|KARUK TRIBE INCREASES SAFETY AND EDUCATIONAL OPPORTUNITY WITH BROADBAND SERVICE|
|, Oct 01, 2011
Orleans, located in a mountainous region of far northern California is one of the one most isolated and remote communities in the state. Communication connection is nearly non-existent for local residents. Not only does the region lack cellular and internet services, even the landline service is limited and unreliable. Orleans is also home to the tribal headquarters of the Karuk Tribe.
Communication connection is particularly critical for the Tribe since they do not have a legally designated reservation, but rather a number of small tracts held in trust by the federal government. As a result, the Tribe is not only isolated from other communities, but from each other as well.
The challenges are not limited to tribal communications. Students have limited educational opportunities and few resources available to them. Public safety is at a disadvantage too, with the nearest sheriff 45 miles away and only a volunteer fire department nearby. USDA Rural Development awarded the Karuk Tribe a $1,141,870 Community Connect Grant to help develop broadband internet service in the community.
The two-phase project includes installing a new fiber optic cable linking Orleans to the Siskiyou Telephone Co.'s connection in Somes Bar and then distributing the internet service through wireless technology. It’s anticipated the project will be completed in 3 years.
Expanding communication options will benefit all members of the Karuk Tribe in various ways; such as increasing public safety, providing economic development opportunities, and providing additional educational opportunities for students.
The new broadband service is expected to increase public safety for residents. Fire safety is an important issue in the region which experiences many forest fires. The tribe plans to utilize broadband service by creating a communication system to receive fire alerts via email.

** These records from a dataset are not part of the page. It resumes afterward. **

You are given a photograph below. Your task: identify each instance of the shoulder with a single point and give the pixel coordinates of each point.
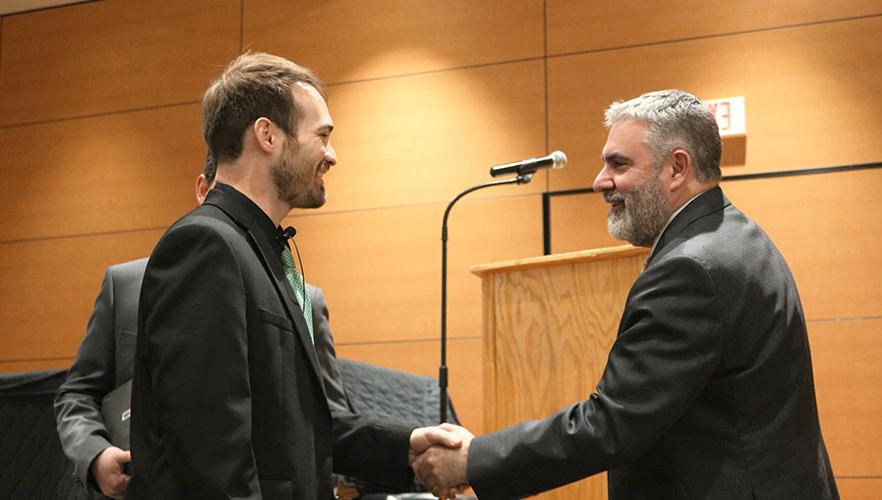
(132, 268)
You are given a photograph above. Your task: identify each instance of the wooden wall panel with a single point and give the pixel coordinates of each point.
(426, 138)
(381, 269)
(811, 96)
(826, 240)
(109, 173)
(102, 57)
(49, 287)
(859, 488)
(575, 25)
(353, 40)
(423, 358)
(35, 365)
(846, 356)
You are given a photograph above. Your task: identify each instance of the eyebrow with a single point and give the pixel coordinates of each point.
(615, 158)
(325, 128)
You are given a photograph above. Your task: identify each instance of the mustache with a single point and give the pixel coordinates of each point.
(613, 197)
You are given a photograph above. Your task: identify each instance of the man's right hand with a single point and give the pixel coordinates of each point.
(107, 469)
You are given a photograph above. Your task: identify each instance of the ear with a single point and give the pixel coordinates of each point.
(202, 187)
(265, 134)
(681, 167)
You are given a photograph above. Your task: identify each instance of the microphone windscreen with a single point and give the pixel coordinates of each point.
(559, 159)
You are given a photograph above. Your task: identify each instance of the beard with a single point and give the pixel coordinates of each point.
(645, 212)
(296, 181)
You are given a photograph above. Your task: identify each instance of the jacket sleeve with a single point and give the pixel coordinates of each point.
(77, 403)
(370, 449)
(669, 343)
(193, 341)
(325, 351)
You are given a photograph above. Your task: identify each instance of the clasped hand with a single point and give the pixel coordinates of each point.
(439, 457)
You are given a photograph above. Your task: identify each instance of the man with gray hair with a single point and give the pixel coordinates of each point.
(708, 391)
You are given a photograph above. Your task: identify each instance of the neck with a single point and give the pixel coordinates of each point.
(691, 190)
(254, 181)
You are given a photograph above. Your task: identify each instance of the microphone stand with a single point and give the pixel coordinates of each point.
(523, 178)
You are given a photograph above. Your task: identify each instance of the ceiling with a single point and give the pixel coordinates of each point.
(15, 6)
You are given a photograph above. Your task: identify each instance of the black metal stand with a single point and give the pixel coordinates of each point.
(442, 371)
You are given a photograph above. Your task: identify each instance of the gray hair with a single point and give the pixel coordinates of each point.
(675, 119)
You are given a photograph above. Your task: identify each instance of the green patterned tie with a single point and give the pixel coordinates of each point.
(295, 279)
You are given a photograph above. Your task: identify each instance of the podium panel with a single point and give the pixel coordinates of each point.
(549, 323)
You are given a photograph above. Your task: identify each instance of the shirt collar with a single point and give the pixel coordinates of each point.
(671, 219)
(260, 219)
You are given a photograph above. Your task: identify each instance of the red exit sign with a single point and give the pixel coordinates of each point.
(729, 113)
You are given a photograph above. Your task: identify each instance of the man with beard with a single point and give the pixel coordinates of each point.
(104, 362)
(707, 392)
(227, 398)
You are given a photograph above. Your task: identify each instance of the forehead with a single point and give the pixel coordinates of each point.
(626, 137)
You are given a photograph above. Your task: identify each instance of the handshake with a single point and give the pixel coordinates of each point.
(439, 457)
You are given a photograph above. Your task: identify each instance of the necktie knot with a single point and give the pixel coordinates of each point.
(298, 286)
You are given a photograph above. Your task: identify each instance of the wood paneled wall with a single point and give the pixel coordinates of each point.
(100, 143)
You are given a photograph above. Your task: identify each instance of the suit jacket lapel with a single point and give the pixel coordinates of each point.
(273, 266)
(705, 204)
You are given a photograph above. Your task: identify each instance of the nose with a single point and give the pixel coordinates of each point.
(603, 181)
(330, 155)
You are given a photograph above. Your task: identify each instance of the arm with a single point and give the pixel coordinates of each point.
(77, 403)
(668, 346)
(194, 343)
(324, 349)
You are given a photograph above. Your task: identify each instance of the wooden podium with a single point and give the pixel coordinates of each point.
(549, 323)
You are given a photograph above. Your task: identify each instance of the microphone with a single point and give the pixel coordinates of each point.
(555, 160)
(288, 233)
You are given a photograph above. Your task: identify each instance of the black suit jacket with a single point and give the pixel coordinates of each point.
(227, 397)
(104, 362)
(707, 392)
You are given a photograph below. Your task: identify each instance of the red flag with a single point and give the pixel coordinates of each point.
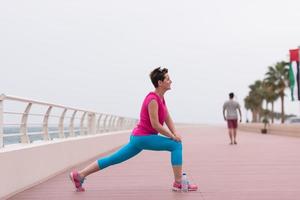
(294, 55)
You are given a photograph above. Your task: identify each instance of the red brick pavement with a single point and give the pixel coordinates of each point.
(260, 167)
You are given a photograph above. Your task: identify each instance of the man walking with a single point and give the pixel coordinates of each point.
(231, 117)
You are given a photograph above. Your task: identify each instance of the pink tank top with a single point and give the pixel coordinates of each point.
(144, 126)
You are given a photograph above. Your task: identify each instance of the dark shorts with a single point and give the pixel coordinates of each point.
(232, 123)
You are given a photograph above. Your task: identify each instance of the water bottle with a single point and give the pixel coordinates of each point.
(184, 183)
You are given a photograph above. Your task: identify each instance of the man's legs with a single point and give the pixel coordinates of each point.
(234, 136)
(230, 132)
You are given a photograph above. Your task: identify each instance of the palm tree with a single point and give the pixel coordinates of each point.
(254, 100)
(278, 75)
(270, 96)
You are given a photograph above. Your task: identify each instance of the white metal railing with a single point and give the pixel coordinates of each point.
(24, 131)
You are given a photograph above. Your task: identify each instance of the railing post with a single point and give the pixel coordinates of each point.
(98, 123)
(82, 124)
(1, 120)
(61, 124)
(45, 124)
(71, 127)
(23, 128)
(104, 123)
(91, 123)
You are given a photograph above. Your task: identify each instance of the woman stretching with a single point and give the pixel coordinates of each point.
(145, 136)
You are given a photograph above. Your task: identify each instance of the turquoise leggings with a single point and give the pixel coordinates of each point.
(139, 143)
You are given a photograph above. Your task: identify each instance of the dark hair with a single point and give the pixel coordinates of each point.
(158, 74)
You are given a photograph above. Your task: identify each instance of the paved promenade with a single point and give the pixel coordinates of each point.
(260, 167)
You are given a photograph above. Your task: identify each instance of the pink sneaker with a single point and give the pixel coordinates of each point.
(77, 181)
(177, 187)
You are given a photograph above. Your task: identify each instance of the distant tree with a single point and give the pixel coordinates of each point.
(278, 76)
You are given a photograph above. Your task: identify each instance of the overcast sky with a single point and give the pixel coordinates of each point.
(97, 55)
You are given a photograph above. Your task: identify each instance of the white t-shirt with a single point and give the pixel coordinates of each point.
(231, 107)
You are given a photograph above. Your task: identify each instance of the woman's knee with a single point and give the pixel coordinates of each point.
(178, 146)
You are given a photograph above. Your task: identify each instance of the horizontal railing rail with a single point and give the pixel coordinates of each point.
(71, 122)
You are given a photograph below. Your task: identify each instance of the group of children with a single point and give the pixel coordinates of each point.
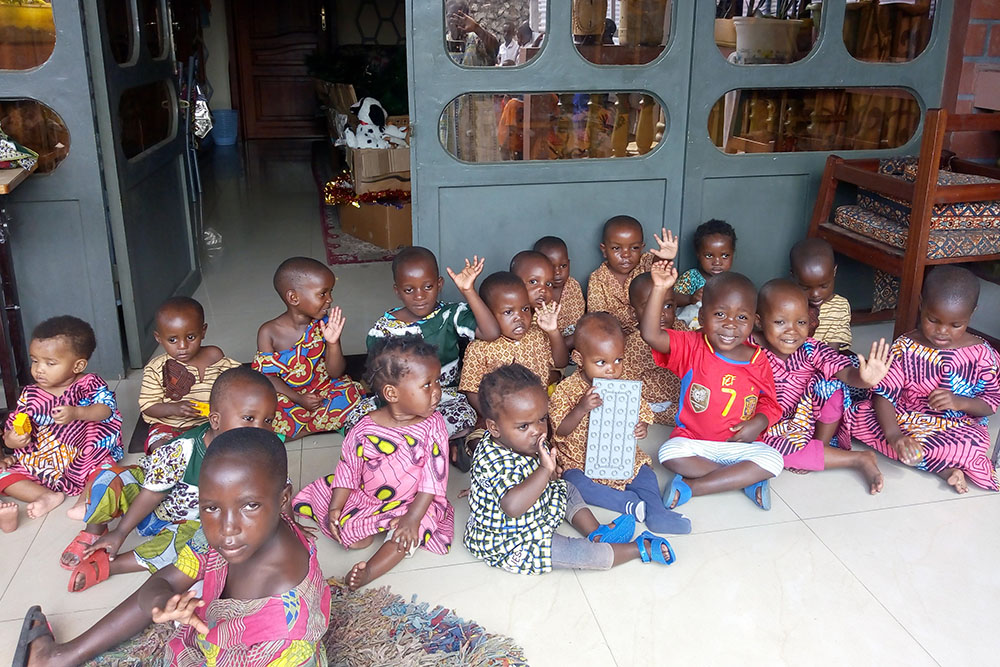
(753, 382)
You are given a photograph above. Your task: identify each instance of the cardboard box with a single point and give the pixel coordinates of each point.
(386, 226)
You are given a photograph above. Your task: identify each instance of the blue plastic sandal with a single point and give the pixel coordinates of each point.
(765, 494)
(677, 486)
(655, 550)
(622, 532)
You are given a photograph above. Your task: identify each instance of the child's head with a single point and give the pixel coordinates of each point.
(305, 285)
(600, 346)
(59, 350)
(947, 301)
(242, 397)
(507, 298)
(516, 407)
(536, 272)
(179, 327)
(242, 489)
(416, 280)
(782, 315)
(404, 371)
(715, 245)
(728, 310)
(622, 244)
(555, 249)
(638, 296)
(814, 269)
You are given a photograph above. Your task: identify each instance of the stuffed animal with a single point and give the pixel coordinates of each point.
(372, 130)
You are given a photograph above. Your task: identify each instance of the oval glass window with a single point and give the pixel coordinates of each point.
(147, 117)
(480, 127)
(27, 33)
(813, 119)
(38, 127)
(493, 34)
(888, 32)
(621, 32)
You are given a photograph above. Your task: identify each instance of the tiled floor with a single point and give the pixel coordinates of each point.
(830, 575)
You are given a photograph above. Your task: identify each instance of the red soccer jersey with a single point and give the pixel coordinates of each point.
(717, 392)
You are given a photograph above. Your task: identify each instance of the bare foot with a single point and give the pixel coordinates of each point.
(8, 517)
(45, 504)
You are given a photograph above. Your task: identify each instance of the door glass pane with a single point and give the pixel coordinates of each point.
(27, 33)
(479, 127)
(36, 126)
(813, 119)
(147, 117)
(621, 32)
(491, 34)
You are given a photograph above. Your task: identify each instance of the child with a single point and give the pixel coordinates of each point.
(174, 382)
(727, 392)
(159, 497)
(566, 289)
(537, 345)
(392, 478)
(517, 499)
(660, 388)
(808, 376)
(300, 352)
(814, 269)
(417, 283)
(931, 410)
(264, 598)
(600, 348)
(73, 419)
(621, 246)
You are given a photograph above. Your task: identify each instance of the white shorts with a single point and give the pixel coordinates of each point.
(724, 453)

Additionally, funds will be used to incorporate distance learning opportunities for the rural community, and provide students with a researching tool for class projects. Distance learning programs will partner with the community college to provide coursework to tribal students. As well, free internet access will be provided to the local library, elementary school and other community services.
It is also expected that with the completion of this project cellular service will be more feasible for the community.